Dubbed NVIDIA GET3D (Generate Explicit Textured 3D Meshes), the model is trained only on 2D images but has the capability to generate 3D shapes with complex details and a high polygon count. Moreover, it also generates these shapes in the same format used by prominent 3D applications, allowing creative professionals to generate 3D models and immediately begin working on them.
While manually modelling a realistic 3D world is time- and resource-intensive, AI like GET3D can vastly optimise the 3D modelling process and allow artists to focus on what really matters. The model can reportedly create 20 shapes in a second with the computing power of just a single NVIDIA GPU; a huge time save compared to competitors and other offerings on the market.
Correcting other generative text models
Meta’s Galactica recently made the news for “hallucinating responses”, highlighting a key problem with language models—the accuracy of the facts presented in the generated text. To this end, NVIDIA presented another research paper at NeurIPS that aims to increase the accuracy of LLMs.
Their approach is to design a test set of factuality prompts, which is first used to determine the veracity of the information being output by the model. This functions as an automatic benchmark which verifies the accuracy of the text. The paper also proposed a novel training method known as factuality-enhanced training, aimed to reduce the overall rate of factual errors in the generated text.

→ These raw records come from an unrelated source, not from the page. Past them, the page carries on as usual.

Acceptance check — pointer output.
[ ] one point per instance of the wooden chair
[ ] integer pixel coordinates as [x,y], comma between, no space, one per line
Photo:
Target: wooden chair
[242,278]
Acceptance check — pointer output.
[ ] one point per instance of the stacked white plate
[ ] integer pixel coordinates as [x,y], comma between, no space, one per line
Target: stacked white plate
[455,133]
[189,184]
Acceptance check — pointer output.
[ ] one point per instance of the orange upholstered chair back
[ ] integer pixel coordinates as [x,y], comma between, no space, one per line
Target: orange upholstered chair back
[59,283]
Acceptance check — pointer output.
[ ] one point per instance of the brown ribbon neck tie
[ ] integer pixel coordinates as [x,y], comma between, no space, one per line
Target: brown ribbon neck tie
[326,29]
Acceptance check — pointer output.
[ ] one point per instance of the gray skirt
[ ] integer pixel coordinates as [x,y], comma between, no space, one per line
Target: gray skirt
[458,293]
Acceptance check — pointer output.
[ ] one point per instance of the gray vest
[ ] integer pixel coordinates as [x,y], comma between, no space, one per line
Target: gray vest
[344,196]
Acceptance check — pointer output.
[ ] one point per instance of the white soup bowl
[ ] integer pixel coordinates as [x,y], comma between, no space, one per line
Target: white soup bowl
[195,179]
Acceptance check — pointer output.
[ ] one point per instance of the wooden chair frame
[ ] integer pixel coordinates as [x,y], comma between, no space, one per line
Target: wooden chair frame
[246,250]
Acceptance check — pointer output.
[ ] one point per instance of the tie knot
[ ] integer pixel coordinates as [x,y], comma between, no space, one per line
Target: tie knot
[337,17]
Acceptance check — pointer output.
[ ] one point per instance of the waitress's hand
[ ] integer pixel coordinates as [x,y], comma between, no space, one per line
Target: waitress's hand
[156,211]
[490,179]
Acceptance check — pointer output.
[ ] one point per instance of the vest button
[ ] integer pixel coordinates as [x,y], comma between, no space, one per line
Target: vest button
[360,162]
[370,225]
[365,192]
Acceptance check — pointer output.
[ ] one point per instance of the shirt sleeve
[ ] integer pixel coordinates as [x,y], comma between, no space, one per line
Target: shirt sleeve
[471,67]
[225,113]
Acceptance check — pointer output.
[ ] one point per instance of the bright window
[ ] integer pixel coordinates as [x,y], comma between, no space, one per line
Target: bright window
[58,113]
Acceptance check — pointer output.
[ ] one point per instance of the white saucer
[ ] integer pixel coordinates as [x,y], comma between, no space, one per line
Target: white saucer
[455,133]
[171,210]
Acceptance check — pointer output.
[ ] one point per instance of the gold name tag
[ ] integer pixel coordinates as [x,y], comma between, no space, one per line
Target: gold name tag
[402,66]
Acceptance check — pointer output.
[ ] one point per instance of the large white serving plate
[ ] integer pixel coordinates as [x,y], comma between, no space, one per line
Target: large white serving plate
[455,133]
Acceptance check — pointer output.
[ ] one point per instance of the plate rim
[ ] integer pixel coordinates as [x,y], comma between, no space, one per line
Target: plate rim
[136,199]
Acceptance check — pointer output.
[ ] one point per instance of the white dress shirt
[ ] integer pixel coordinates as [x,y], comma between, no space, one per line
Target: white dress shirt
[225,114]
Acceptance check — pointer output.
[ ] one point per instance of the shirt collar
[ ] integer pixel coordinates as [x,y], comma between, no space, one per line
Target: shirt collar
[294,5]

NVIDIA continues to reinforce its leadership position in the AI and ML world. From creating an AI supercomputer with Microsoft, to developing new hardware optimised for training and inference tasks, to its vast library of software made for AI developers—the company has solidified its position as a cornerstone of AI development. They were ahead of the curve when it came to GANs, and while they fell behind when it came to diffusion models, it seems like they are quickly catching up.
Moreover, their advances towards creating a general AI is also an important part of their strategy. In that sense, MineDojo and the two awards from NeurIPS seem just like the beginning of NVIDIA’s positive future for AI.